So you just laid down a stack of green on the latest, greatest and most expensive rifle in the world.
Good for you, but realize that if you don’t have a world class scope or other optical device to go with your long gun (and an intimate understanding of how to properly use that sometimes enigmatic piece of hardware), you’ll never get to witness your rifle’s full potential.
The three most common adjustments for any rifle scope are for elevation, windage and parallax. Some scope manufacturers set the parallax at the factory, so while that may not require adjustments, but for the sake of understanding it all, let’s consider the ones without that feature set in. The other primary thing to understand here is that most scope adjustment increments will be in either inches, or MOA or 1/4- or 1/8-inch increments. The user manual will indicate whether your scope is in MOAs or whether each click of the scope turret is in increments.
Windage is commonly understood in MOA, which is expressed in inches. MOA stands for ‘minutes of angle’ and adjustment increments are made by turning the scope turret. The scope on your rifle should show clearly which direction you should turn the turret to make whatever desired adjustment you may wish. Some less expensive models don’t have that feature and you can safely use it as a barometer of quality.
Every click represents one minute of angle, which roughly translates into an adjustment of about an inch at 100 yards, but to understand why this is, it’s probably a better idea to start by explaining what MOA actually represents:
If you remember elementary school at all, you’re likely aware that a circle can be divided into 360 degrees. However, what you may not know is that each of those degrees can be divided into 60 minutes and that there are 21,600 minutes in a full circle.
Each of these minutes is in and of itself a small angle, but you can use these small angles to adjust you gun sights because this distance covered by the MOA is relative to the circumference of your target. To calculate the MOA:
Determine the circumference using the formula circumference = (radius x 2) x pi
Calculate the angle of arc by dividing the circumference by 360
Divide the angle of arc by 60 to get the MOA
In theory, knowing what this represents should allow you to calculate the MOA at any distance, but a good rule of thumb is that changing a sight’s elevation setting by one minute of angle changes the bullet’s impact point by one inch at 100 yards. How this translates to clicks on your scope turret though is something you’ll need to find out on the range.
The thing you have to be aware of that is not all scopes are calibrated for MOA or precise to the inch. This means that though the theory behind MOA is carved in granite, how your scope incorporates that theory versus another scope can be vary greatly and you will not be able to gauge what a click means until you’ve seen in it action. By way of an example, if I place a few shots about an inch to the right of where I’m aiming at 100 yards using a favorite Leupold scope of mine, I need to turn the windage turret three clicks to the left (the scope should indicate which way to actually turn the turret in order to move the impact points in the preferred direction).
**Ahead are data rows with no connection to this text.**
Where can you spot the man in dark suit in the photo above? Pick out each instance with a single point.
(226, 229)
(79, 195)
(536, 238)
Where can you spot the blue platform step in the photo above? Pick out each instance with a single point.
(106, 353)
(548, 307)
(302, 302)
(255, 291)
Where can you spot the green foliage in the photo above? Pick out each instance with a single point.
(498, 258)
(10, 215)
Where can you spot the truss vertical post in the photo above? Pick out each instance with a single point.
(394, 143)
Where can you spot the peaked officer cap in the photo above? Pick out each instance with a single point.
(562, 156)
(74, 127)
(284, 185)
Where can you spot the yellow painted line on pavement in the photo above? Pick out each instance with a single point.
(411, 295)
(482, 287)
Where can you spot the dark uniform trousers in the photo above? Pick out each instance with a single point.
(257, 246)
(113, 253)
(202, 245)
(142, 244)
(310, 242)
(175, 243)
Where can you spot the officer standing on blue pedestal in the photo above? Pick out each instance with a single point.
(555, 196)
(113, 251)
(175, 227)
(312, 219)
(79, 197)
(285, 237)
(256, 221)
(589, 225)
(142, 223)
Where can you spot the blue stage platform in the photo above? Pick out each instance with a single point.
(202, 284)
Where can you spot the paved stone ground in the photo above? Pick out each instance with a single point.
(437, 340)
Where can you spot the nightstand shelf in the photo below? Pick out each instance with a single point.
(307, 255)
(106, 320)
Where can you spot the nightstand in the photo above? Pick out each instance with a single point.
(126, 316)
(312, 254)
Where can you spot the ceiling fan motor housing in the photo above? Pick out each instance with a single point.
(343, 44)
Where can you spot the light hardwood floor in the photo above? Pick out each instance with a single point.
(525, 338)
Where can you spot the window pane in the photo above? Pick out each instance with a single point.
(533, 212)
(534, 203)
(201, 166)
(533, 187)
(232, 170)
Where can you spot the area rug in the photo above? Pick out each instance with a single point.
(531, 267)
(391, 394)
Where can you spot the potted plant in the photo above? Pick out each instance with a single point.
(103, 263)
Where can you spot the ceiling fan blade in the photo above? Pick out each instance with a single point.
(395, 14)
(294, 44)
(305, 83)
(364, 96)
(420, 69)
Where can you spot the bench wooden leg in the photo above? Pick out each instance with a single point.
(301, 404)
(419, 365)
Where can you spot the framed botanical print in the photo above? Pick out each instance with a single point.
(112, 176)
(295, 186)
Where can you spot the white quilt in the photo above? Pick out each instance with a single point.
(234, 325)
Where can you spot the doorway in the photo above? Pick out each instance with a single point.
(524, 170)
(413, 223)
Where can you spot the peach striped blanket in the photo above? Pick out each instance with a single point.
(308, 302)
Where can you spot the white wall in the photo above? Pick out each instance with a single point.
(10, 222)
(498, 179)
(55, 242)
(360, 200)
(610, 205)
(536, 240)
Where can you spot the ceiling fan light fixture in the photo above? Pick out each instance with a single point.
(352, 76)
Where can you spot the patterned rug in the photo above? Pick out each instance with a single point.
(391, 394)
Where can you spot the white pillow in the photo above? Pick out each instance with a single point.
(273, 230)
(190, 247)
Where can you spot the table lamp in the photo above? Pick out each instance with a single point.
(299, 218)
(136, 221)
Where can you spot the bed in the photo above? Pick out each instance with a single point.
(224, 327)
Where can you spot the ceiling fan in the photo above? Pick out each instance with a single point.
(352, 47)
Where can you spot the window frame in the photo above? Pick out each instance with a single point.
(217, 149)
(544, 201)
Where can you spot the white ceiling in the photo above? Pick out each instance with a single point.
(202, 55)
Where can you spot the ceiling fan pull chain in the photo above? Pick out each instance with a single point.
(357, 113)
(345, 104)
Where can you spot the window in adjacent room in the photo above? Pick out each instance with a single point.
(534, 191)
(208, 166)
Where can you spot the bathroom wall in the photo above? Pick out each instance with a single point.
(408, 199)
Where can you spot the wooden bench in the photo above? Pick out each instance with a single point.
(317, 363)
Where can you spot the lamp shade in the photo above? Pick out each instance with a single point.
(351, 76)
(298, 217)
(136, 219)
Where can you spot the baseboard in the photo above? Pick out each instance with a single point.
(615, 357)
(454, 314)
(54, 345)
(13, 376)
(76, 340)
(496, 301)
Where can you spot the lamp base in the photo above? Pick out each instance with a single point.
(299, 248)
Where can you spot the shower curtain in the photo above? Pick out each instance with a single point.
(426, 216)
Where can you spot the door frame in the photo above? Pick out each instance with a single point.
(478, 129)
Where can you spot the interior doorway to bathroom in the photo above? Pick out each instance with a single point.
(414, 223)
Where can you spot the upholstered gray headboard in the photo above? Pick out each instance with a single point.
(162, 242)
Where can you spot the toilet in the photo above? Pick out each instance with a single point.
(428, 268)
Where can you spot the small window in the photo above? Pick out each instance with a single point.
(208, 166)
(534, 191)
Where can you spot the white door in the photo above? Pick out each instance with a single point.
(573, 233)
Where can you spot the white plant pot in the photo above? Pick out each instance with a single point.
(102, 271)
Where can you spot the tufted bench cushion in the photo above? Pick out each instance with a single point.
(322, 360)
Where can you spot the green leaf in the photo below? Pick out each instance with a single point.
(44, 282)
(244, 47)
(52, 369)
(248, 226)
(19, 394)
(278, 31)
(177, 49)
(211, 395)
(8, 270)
That should take care of the windage questions, but what about the elevation issues?
Well, good news. The elevation turret operates on the same principle MOA principle and works identically to your windage turret, except that adjustments to it move the up and down impact points of your rounds. Adjusting elevation works on the exact same principle as windage.
Adjustment turrets are normally found at the top of the body of the scope but, as before, some of the less desirable scopes may not have them on there.
In the past, a lot of optics manufacturers set the parallax at the factory to keep us plebes from tinkering with it, but with the advent of these high-end tactical scopes, shooters started getting access to parallax adjustment features. It’s just me, I know, but I would cough up the extra money for a good high-end scope that allows adjustments for all three features.
As simply as it can be put, parallax can be described as the apparent movement of the target as it relates to the reticle when you move your eye away from the exact center point of the eyepiece. Huh? What that means is that it occurs when the target’s image does not fall on the exact same optical plane as your scope’s reticle. And that obviously can cause a slight shift in your point of aim (and here all this time people thought I was just lying there brain-dead behind that sniper scope!).
The effects of parallax under normal circumstances are very minor, so it should not be too much of an issue say out around 100 meters but at extreme ranges, having the ability to adjust the parallax becomes enormously helpful, such as when precise and accurate shots are required at those distances. And isn’t that like all the time?
In order to adjust those parallax settings, do the following:
Make sure the reticle is crisp and clear, and right on the target as you sight down the scope.
Adjust the parallax turret ever-so slightly while slowly moving your head and eyes up and down.
Keep adjusting the parallax until there is no more movement in that reticle’s relation to your intended target.
Now, take a few long and deep breaths while exhaling very slowly. After about the third of fourth one, and in-between those breaths as you feel your heart rate slow to next to nothing, gently squeeze the trigger through. Presto, chango, that target just disappeared. Congratulations!